Information
Section: Attributes selection
Goal: Understand which attributes can be useful, useless or even prejudicial for prediction.
Time needed: 20 min
Prerequisites: AIS data, basics about machine learning
Attributes selection¶
For this section, we will see how the selection of the predictive attributes can lead to very different results in the prediction.
Again, you are asked to build a model to predict the width of a ship. You can use any numerical attribute in the dataset. The static dataset is used here.
%run 1-functions.ipynb # this line runs the other functions we will use later on the page
import pandas as pd
static_data = pd.read_csv('./static_data.csv')
The attributes¶
First, let’s have a look at the list of the numerical attributes we can use in the dataset.
We use the function select_dtypes() and the type np.number
from the numpy library, which allows us to select all columns that are numerical.
import numpy as np
static_data.select_dtypes([np.number]).columns
Index(['TripID', 'MMSI', 'MeanSOG', 'VesselType', 'Length', 'Width', 'Draft',
'Cargo', 'DepLat', 'DepLon', 'ArrLat', 'ArrLon'],
dtype='object')
Now, we will build a model to predict the Width
attribute, from a combination of these attributes.
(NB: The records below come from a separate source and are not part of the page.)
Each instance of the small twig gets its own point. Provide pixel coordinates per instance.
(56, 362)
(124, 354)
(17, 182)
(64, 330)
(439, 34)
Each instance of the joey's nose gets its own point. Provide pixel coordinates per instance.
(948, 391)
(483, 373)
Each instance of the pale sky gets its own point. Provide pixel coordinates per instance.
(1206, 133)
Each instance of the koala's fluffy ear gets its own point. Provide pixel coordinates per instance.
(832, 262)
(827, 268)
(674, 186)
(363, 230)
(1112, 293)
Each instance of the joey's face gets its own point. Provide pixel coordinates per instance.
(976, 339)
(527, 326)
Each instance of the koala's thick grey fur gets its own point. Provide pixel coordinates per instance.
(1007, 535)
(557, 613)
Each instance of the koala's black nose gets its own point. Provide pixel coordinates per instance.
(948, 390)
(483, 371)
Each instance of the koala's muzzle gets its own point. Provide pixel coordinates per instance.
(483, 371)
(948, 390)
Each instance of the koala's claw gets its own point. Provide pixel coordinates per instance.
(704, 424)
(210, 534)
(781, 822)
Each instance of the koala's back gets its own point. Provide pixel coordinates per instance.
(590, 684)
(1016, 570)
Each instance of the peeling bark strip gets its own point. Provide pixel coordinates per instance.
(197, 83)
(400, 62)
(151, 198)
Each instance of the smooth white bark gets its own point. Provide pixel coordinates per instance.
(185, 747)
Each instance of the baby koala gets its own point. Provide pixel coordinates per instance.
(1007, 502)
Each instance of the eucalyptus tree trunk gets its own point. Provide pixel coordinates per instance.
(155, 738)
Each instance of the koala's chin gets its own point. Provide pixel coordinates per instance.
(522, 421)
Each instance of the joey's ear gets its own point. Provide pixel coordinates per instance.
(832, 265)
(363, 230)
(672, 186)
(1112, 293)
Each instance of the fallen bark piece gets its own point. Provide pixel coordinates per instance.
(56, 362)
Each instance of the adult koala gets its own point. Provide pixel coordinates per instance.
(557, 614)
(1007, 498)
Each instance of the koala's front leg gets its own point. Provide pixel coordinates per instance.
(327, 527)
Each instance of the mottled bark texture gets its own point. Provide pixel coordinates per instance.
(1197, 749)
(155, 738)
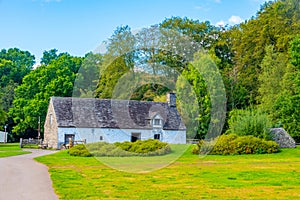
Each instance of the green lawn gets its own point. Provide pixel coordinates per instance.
(11, 149)
(271, 176)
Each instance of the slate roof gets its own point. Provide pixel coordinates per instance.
(107, 113)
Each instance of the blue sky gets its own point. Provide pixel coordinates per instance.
(80, 26)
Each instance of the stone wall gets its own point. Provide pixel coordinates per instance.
(120, 135)
(281, 137)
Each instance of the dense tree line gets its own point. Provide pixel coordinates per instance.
(259, 61)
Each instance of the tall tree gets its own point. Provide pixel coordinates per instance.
(273, 68)
(33, 95)
(287, 106)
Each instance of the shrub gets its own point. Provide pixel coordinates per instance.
(79, 150)
(233, 144)
(139, 148)
(249, 122)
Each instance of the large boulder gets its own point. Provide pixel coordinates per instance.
(281, 137)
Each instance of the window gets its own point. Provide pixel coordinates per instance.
(157, 136)
(157, 121)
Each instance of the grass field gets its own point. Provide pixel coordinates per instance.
(11, 149)
(268, 176)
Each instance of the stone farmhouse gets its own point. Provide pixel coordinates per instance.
(94, 120)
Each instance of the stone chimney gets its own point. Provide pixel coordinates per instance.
(171, 99)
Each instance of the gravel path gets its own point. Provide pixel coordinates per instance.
(22, 178)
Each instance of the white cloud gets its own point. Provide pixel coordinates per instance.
(235, 20)
(202, 8)
(220, 23)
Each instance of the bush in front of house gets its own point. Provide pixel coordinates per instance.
(249, 122)
(79, 150)
(232, 144)
(149, 147)
(144, 147)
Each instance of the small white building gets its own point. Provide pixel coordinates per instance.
(112, 121)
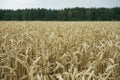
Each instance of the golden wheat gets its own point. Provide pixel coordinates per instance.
(59, 50)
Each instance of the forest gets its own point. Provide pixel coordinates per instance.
(66, 14)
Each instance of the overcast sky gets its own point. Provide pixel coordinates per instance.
(57, 4)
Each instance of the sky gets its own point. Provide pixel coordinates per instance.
(57, 4)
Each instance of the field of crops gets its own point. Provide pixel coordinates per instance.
(59, 50)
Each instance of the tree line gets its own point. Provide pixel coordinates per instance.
(67, 14)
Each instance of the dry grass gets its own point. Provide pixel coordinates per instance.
(59, 50)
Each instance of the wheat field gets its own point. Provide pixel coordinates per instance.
(44, 50)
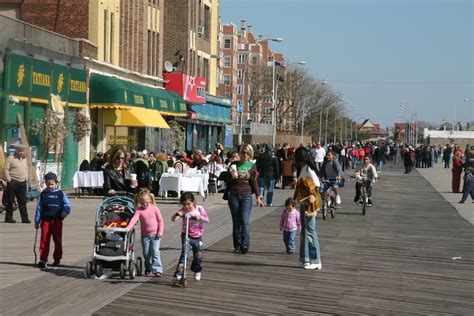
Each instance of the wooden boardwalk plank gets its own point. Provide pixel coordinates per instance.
(395, 260)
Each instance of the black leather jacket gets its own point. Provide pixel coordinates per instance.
(118, 180)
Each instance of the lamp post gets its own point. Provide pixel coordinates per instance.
(303, 108)
(326, 129)
(277, 39)
(412, 137)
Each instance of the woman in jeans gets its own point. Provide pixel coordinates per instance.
(310, 255)
(242, 184)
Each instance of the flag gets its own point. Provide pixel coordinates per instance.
(280, 65)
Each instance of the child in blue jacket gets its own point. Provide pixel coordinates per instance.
(53, 206)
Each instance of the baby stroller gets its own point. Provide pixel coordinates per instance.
(113, 245)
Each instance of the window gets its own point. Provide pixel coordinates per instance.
(105, 35)
(227, 80)
(227, 43)
(239, 89)
(207, 17)
(227, 61)
(267, 116)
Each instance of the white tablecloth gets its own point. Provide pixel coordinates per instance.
(186, 183)
(88, 179)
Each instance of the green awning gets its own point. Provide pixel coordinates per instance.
(106, 91)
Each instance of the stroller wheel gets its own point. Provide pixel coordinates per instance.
(122, 270)
(132, 270)
(88, 270)
(139, 266)
(99, 270)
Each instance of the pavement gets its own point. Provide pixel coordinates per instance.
(440, 179)
(25, 290)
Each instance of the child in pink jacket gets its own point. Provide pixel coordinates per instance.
(197, 217)
(289, 224)
(152, 227)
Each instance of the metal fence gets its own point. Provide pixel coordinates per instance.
(14, 29)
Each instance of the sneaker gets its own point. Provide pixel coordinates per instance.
(197, 276)
(312, 266)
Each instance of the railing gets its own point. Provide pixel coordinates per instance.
(21, 31)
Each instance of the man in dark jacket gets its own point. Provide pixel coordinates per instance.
(268, 172)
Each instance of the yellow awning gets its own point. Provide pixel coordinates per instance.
(109, 106)
(135, 116)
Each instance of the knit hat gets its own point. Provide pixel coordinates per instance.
(50, 176)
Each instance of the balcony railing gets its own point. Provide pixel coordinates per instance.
(21, 31)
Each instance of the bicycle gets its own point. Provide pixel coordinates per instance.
(364, 193)
(328, 200)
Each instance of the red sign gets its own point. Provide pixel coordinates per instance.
(191, 89)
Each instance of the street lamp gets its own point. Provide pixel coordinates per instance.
(303, 107)
(412, 137)
(278, 40)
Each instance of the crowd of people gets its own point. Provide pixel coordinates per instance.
(247, 171)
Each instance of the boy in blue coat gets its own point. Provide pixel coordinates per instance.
(53, 206)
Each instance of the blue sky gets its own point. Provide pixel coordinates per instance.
(377, 53)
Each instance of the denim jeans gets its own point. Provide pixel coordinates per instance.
(269, 185)
(309, 242)
(196, 245)
(240, 207)
(379, 165)
(289, 240)
(151, 254)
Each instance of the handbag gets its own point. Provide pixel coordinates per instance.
(225, 196)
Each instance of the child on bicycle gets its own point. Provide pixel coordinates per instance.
(365, 171)
(289, 224)
(197, 217)
(152, 227)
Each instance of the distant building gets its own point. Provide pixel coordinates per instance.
(372, 131)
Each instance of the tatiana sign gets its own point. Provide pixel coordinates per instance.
(190, 88)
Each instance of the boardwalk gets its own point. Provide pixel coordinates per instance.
(396, 260)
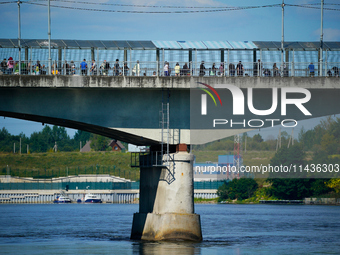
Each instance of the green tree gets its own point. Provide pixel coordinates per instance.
(99, 143)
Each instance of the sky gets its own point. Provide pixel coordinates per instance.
(188, 20)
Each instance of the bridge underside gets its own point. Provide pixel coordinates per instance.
(130, 108)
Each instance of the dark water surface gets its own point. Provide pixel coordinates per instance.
(227, 229)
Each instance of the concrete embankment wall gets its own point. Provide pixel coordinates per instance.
(48, 196)
(322, 201)
(107, 196)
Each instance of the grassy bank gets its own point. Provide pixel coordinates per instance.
(47, 165)
(50, 164)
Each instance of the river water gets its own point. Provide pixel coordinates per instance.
(226, 228)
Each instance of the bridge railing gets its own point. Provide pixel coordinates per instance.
(174, 68)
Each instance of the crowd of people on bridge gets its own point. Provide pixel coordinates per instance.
(11, 66)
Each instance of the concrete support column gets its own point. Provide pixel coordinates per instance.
(166, 204)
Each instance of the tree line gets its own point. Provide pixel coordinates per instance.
(47, 138)
(324, 143)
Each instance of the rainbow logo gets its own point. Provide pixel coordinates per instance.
(204, 97)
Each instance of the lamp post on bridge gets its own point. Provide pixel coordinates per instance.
(19, 35)
(49, 39)
(321, 41)
(282, 38)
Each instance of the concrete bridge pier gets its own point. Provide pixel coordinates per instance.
(166, 205)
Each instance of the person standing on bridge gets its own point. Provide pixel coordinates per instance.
(166, 69)
(4, 66)
(83, 67)
(177, 70)
(94, 67)
(231, 69)
(202, 68)
(239, 69)
(10, 65)
(136, 69)
(126, 69)
(311, 70)
(116, 67)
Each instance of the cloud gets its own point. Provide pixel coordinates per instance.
(329, 34)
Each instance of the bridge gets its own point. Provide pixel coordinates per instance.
(145, 106)
(128, 109)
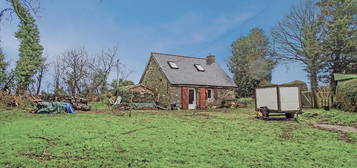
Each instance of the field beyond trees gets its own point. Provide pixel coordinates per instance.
(219, 138)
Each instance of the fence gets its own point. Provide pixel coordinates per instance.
(324, 98)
Change the value of the variable x
as much as possible, adding more or less of the numerical attributes, and compare the results in the prediction.
Try to find the combination of attributes that gives the best performance, and the one that gives the worst performance.
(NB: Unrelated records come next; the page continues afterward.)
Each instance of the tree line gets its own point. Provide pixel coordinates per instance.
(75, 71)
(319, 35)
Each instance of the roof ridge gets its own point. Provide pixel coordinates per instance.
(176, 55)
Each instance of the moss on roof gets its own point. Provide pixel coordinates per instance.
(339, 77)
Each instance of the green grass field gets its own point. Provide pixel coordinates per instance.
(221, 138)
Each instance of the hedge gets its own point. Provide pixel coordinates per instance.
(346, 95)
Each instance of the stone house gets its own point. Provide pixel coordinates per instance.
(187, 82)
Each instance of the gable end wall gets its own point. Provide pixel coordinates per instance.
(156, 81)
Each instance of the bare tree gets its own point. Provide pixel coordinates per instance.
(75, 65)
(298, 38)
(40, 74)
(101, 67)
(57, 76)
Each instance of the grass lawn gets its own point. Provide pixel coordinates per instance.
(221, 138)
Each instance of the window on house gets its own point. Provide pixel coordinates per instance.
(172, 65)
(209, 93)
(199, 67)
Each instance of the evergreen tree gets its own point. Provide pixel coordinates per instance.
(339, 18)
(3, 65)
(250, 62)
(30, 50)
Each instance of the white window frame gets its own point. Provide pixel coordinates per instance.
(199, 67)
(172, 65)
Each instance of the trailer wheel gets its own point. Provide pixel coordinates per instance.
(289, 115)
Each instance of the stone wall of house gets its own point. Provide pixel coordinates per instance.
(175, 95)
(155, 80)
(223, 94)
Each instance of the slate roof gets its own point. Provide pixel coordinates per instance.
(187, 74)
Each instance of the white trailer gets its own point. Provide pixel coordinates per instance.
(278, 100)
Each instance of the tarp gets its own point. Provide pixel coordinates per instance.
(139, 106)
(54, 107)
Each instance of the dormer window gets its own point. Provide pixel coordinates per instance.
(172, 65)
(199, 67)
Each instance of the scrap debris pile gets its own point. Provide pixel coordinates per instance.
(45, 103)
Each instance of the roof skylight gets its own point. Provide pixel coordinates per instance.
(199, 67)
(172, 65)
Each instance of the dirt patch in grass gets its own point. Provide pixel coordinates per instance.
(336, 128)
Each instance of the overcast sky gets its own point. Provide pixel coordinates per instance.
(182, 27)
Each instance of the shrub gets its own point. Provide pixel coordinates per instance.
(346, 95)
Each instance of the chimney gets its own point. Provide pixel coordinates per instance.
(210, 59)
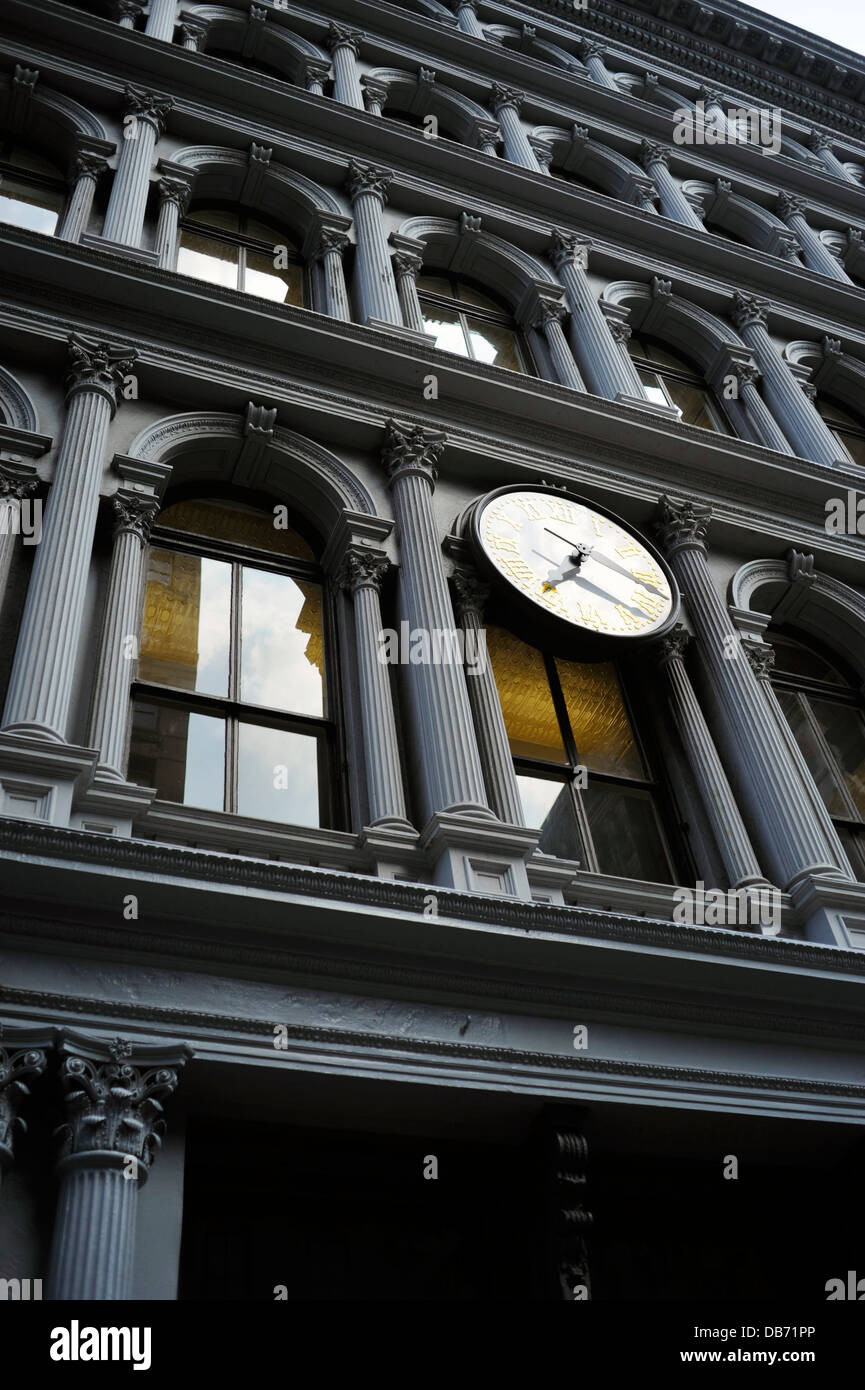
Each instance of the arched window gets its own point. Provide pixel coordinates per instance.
(847, 430)
(671, 381)
(825, 710)
(32, 189)
(467, 321)
(232, 701)
(562, 716)
(232, 248)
from sklearn.metrics import mean_absolute_error
x = ['Length', 'TripID', 'MMSI']
y = ['Width']
predictions, ytest = knn_regression(static_data, x, y)
print('MAE: ' + str(mean_absolute_error(predictions, ytest)))
MAE: 4.929193421052632
Beginner version: Use the following widget and add or remove attributes to the predictive model. The first attribute is necessary, the other ones are optional. Try to find out which model gives the best prediction, and which one gives the worst.
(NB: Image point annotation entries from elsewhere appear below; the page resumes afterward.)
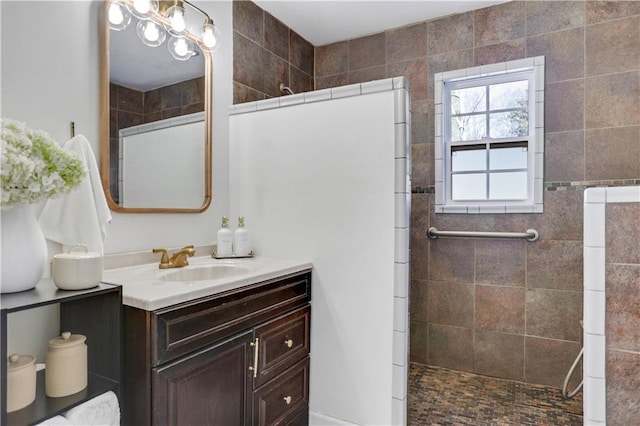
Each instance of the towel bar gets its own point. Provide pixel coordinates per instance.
(530, 235)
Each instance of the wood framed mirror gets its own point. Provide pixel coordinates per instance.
(155, 123)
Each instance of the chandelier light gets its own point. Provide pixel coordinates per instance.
(157, 17)
(119, 16)
(150, 33)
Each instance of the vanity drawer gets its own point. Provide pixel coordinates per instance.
(194, 325)
(282, 342)
(282, 399)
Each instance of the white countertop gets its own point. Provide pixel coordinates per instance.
(144, 287)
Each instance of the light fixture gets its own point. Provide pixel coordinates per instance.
(175, 16)
(119, 16)
(156, 16)
(210, 39)
(150, 33)
(143, 9)
(181, 48)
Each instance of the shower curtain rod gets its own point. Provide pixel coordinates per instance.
(530, 235)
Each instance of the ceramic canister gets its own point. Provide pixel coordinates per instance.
(21, 381)
(66, 365)
(78, 269)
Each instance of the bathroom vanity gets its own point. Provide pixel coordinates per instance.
(237, 356)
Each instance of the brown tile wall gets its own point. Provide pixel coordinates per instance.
(266, 53)
(503, 308)
(129, 107)
(511, 308)
(623, 315)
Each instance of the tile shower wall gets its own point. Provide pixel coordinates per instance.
(509, 309)
(130, 107)
(267, 53)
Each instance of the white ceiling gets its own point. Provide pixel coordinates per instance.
(323, 22)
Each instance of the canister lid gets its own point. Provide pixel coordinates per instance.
(67, 340)
(77, 252)
(17, 362)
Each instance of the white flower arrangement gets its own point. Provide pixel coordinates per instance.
(33, 166)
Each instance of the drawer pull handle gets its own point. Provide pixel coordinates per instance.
(254, 368)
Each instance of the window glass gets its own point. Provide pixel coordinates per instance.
(467, 158)
(489, 138)
(509, 124)
(472, 186)
(472, 99)
(468, 127)
(508, 156)
(508, 186)
(513, 94)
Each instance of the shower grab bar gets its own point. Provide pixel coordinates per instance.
(530, 235)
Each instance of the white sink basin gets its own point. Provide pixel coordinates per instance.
(204, 273)
(148, 287)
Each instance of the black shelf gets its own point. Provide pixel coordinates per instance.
(94, 312)
(45, 407)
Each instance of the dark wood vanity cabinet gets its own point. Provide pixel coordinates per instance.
(236, 358)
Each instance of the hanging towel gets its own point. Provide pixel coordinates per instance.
(82, 215)
(103, 410)
(56, 421)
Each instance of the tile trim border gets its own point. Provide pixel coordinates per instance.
(557, 186)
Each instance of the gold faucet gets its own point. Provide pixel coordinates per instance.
(178, 259)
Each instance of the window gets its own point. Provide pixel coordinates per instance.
(489, 138)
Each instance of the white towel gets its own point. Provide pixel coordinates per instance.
(56, 421)
(103, 410)
(82, 215)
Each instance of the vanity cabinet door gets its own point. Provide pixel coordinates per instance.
(210, 387)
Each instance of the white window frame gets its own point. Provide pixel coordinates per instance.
(533, 69)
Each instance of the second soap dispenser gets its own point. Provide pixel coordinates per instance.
(242, 243)
(224, 239)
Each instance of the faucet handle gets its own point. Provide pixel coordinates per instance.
(165, 255)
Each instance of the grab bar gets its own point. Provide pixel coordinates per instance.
(530, 235)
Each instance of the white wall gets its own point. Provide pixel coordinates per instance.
(50, 76)
(323, 177)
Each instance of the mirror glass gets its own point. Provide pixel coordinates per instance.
(155, 124)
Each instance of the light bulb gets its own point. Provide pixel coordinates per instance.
(210, 39)
(150, 33)
(115, 14)
(181, 48)
(119, 17)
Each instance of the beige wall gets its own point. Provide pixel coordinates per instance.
(266, 53)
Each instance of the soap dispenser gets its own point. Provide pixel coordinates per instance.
(241, 240)
(224, 239)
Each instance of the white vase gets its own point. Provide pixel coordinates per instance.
(24, 249)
# For beginner version: cell to hide
import numpy as np
from sklearn.metrics import mean_absolute_error
import ipywidgets as widgets
from ipywidgets import interact
attributes = []
attributes.append('')
for att in static_data.select_dtypes([np.number]).columns:
attributes.append(att)
def mae_pred(att1, att2, att3, att4, att5):
x = []
for att in [att1, att2, att3, att4, att5]:
if att != '':
x.append(att)
y = ['Width']
predictions, ytest = knn_regression(static_data, x, y)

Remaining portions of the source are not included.